On Monday, President Vladimir Putin offered to help the United States in its campaign against those responsible for the terrorist attacks against the World Trade Center and the Pentagon. He said he would step up arms supplies to opponents of Afghanistan's ruling Taleban and would open Russian air space for the shipment of humanitarian aid.

Mr.

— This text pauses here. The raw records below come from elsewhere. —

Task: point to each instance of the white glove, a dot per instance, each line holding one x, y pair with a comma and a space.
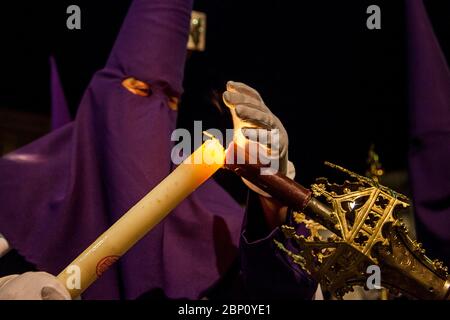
32, 286
249, 111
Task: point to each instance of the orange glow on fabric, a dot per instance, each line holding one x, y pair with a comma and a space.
143, 217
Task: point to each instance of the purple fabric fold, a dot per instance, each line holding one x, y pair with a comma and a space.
430, 130
60, 110
61, 192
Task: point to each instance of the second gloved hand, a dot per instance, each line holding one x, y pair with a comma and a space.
32, 286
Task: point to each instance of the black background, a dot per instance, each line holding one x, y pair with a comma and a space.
337, 86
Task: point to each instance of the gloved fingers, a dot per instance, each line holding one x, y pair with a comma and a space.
5, 280
265, 137
243, 88
232, 99
257, 117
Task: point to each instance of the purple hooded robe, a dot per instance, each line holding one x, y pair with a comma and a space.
430, 132
61, 192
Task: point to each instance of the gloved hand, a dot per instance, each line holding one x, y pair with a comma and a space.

Putin also unexpectedly opened the door to possible peace talks with Chechen rebels by giving them 72 hours to sever all contacts with international terrorists and approach his representatives in the region.

Chechen rebel leader Aslan Maskhadov initially welcomed the offer, calling it a "real chance to start talks on the quick cessation of military actions." But so far, no rebel officials have come out for talks and fighting has continued.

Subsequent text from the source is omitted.